Les préjugés à l'égard des « gros mangeurs » sont solides, pour qui n'a jamais assisté à un concours. J'ai donc également voulu leur donner directement la parole, en leur proposant de photographier, à l'aide d'un appareil photo jetable, leurs repas quotidiens pendant un mois.

Europe versus U.S.A.

En Belgique comme dans le nord de la France, la motivation des organisateurs de concours est très souvent la défense d'un patrimoine culinaire local. Ils ont souvent lieu dans le cadre de festivités villageoises, où se retrouvent, dans une atmosphère conviviale, les habitants d'une région. Les vainqueurs gagnent, au mieux, un jambon ou un dîner au restaurant.

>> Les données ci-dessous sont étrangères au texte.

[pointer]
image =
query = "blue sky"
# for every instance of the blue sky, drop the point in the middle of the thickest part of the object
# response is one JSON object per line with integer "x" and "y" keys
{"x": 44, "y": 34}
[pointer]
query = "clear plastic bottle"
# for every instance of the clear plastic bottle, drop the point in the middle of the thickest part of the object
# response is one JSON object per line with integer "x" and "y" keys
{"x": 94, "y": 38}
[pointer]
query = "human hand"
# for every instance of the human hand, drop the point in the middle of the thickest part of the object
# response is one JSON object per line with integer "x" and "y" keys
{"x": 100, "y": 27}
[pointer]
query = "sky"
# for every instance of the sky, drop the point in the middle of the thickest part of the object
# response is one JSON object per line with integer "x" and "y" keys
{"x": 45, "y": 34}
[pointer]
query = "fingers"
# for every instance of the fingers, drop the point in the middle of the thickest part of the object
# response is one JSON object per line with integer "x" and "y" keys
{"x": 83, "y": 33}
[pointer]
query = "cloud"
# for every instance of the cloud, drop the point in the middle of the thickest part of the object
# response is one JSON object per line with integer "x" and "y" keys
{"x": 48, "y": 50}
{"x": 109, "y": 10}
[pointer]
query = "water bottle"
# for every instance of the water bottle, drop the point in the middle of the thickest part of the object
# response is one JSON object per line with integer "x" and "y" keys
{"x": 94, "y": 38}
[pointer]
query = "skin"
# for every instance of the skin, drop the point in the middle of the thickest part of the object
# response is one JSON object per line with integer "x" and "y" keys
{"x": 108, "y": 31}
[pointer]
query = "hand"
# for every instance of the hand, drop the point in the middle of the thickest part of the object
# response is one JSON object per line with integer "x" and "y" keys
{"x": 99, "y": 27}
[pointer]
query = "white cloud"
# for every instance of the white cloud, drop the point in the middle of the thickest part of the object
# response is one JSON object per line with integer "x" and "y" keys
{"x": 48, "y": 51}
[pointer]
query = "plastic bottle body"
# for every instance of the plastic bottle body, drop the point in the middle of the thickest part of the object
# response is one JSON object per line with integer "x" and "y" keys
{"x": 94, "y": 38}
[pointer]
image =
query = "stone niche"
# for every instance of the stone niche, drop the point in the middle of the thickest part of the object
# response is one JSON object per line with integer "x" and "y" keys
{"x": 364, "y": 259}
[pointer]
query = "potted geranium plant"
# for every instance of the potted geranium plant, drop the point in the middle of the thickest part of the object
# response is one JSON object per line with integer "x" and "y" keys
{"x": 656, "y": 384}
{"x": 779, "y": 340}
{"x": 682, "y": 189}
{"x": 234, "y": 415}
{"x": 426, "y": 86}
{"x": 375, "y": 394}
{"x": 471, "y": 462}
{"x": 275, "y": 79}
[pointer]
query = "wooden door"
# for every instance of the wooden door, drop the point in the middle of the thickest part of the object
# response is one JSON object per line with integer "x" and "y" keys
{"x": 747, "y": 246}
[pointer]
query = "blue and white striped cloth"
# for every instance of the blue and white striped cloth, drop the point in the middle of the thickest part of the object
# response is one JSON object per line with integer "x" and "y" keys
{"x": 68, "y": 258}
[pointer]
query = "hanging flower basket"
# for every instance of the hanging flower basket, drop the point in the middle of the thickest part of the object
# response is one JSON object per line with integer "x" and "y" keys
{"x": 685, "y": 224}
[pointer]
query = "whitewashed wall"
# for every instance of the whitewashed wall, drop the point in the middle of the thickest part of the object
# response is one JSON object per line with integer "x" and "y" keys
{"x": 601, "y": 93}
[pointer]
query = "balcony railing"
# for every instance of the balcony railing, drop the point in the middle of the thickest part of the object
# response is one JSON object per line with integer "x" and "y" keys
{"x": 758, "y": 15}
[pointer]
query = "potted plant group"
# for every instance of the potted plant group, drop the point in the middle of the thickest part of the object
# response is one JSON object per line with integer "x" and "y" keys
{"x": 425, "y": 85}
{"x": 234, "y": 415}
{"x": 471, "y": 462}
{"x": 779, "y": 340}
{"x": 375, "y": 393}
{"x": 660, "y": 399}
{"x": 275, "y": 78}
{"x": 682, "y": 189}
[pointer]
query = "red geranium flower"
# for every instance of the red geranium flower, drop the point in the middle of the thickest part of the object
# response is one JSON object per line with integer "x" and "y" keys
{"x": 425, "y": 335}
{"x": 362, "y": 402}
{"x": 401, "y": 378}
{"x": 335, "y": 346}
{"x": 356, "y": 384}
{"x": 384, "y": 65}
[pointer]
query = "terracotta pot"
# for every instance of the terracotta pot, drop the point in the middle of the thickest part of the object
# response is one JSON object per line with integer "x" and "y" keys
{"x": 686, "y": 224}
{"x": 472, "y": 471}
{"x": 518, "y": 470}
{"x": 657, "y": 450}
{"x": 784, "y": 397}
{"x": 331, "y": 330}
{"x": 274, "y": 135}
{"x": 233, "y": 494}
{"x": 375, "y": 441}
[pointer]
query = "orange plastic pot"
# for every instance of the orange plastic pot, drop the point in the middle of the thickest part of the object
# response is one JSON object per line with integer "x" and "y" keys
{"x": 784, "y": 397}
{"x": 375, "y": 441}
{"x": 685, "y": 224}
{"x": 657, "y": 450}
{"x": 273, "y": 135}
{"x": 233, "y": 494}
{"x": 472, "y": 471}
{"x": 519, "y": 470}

Aux Etats-Unis, la situation est différente. Les concours sont orchestrés par de grandes enseignes de malbouffe. L'ingestion de nourriture à outrance est devenue une véritable discipline sportive, avec sa fédération, ses entraînements de haut niveau, ses contrats d'exclusivité, ses enjeux économiques majeurs. Les champions sont souvent de véritables athlètes, dont l'apparence contraste tellement avec les consommateurs visés par ces campagnes de marketing déguisées en événements populaires. Je me suis rendue au fameux Nathan's hot dog eating contest à New York afin de saisir le contraste.

Briller un jour...

Les modalités, l'ampleur et les enjeux financiers des concours organisés des deux côtés de l'Atlantique ne sont certes pas comparables. Néanmoins, certains parallèles peuvent être tracés. D'abord, on peut citer le sérieux qui entoure l'organisation de ces concours. Ensuite, la fierté qui entoure les champions. Le public les acclame, leurs concurrents les envient, leurs proches les encouragent. Les journalistes n'ont d'yeux que pour eux le temps de l'événement.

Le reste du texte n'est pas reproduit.